Между тем Лутце нашел гостевую книгу и выяснил номера, которые занимали руководители СА. Гитлер с полицейскими поднялся на второй этаж и застал Рёма с Хайнесом врасплох — да еще в компании с любовниками! Хёгль арестовал их, после чего Гитлер лично проверил все комнаты. Были арестованы все находившиеся в пансионате штурмовики, кроме личного врача Рёма, который залез под кровать. Разъяренный адъютант Гитлера хотел его там пристрелить, но Гитлер не велел трогать врача. Никто, кроме Уля, не оказал сопротивления.

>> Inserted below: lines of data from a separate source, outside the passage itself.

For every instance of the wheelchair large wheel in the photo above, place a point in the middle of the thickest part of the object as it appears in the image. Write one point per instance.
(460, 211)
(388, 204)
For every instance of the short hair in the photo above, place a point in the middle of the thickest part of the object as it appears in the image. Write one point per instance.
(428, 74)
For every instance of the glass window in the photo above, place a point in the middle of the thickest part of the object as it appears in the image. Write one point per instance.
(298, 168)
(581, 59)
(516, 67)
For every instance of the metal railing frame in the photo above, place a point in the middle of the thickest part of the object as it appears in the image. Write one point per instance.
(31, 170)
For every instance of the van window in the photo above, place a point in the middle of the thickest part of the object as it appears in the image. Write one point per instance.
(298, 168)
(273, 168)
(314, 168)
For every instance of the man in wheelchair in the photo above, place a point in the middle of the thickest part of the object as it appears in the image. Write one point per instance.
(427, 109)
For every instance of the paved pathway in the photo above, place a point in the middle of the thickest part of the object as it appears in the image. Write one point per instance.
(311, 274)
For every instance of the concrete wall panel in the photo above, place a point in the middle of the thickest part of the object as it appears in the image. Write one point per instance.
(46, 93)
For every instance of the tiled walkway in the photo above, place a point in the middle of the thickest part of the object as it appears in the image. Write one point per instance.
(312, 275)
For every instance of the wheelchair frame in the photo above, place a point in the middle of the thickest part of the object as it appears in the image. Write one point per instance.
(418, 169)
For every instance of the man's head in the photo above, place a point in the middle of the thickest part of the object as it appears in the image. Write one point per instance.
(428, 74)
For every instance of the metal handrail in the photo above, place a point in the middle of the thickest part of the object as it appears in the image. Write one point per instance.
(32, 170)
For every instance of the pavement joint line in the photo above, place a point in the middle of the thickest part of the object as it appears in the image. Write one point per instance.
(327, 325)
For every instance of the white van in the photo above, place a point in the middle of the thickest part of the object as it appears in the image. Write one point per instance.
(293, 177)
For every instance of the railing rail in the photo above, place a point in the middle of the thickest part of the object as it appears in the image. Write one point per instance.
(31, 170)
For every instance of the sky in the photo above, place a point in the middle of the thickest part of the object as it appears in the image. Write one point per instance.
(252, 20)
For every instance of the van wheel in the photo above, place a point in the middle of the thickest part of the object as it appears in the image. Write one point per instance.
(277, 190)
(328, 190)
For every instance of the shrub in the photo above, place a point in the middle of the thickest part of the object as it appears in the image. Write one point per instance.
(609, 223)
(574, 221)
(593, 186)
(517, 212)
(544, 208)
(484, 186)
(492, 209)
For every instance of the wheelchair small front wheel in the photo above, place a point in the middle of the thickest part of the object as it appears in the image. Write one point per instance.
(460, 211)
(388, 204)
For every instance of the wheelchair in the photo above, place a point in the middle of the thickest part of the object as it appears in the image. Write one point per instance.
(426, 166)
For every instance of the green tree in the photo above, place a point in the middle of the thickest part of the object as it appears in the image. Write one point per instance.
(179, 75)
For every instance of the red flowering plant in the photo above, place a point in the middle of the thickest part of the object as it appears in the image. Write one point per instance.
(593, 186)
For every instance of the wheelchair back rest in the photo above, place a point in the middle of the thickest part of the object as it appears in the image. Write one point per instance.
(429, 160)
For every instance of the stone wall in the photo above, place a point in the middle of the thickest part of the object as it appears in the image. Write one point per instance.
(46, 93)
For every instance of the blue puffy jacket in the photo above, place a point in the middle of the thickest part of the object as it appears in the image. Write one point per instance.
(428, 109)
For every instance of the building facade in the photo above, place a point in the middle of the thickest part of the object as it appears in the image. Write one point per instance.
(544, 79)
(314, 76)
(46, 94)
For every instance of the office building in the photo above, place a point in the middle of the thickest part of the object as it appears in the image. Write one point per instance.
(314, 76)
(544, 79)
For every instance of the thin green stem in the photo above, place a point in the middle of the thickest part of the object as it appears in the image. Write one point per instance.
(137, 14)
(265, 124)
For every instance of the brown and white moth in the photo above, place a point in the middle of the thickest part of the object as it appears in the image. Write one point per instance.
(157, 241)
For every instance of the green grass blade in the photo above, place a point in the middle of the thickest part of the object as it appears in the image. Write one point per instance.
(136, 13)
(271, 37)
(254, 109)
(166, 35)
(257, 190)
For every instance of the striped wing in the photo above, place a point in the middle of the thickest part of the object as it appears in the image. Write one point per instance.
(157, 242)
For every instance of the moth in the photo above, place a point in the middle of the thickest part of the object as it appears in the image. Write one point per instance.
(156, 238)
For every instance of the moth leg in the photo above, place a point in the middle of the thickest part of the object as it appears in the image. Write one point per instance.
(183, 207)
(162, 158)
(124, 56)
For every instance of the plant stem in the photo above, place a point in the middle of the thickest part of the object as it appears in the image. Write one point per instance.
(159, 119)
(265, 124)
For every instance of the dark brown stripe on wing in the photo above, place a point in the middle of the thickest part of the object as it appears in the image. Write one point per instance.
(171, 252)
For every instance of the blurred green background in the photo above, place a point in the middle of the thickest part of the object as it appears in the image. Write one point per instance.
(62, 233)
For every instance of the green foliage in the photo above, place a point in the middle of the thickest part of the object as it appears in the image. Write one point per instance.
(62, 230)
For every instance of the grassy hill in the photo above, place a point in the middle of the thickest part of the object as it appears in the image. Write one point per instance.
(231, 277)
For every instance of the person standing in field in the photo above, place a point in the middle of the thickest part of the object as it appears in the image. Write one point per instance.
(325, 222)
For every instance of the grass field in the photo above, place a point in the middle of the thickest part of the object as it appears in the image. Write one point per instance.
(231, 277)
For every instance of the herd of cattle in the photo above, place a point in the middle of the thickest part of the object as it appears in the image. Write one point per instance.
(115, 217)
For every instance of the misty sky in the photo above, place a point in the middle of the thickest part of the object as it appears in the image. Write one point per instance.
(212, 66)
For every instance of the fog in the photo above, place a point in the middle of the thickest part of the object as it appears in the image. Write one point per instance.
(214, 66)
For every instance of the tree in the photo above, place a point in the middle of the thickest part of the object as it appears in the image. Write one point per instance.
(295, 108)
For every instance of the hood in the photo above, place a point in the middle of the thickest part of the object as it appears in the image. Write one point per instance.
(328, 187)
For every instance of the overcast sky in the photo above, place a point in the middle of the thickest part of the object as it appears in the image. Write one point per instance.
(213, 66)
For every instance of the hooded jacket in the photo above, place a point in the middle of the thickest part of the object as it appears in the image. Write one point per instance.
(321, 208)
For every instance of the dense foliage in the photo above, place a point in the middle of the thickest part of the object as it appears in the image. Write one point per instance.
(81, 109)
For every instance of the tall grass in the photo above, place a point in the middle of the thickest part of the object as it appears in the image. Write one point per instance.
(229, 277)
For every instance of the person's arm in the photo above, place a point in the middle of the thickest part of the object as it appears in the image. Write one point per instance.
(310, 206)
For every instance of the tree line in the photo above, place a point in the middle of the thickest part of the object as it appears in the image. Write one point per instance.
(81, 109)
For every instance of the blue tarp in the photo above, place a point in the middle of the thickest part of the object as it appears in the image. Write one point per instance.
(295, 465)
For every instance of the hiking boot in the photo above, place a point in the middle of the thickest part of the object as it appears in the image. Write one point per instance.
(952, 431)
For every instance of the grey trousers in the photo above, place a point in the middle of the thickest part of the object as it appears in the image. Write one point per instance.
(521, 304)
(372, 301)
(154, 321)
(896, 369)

Всех арестованных посадили в прибывший из города автобус и отправились на машинах в Мюнхен. Между тем по дороге стали попадаться грузовики со штурмовиками, которых Рём вызвал в пансионат. Если бы Гитлер приехал на встречу с Рёмом, как было условленно, к 11 часам, весь пансионат уже находился бы под тройным кольцом охраны вооруженных штурмовиков.
Гитлер разворачивал машины со штурмовиками и разъяснял, что «вопрос с Рёмом закрыт и вам больше не надо к нему ехать». Тех, кто проявлял упрямство, арестовывали и сажали в автобус. Когда Гитлер снова прибыл в Мюнхен, аресты шли полным ходом: эсэсовцы и полицейские арестовывали прибывающих на совещание штурмовиков прямо на Центральном вокзале и отправляли в тюрьму предварительного заключения Штадельхайм.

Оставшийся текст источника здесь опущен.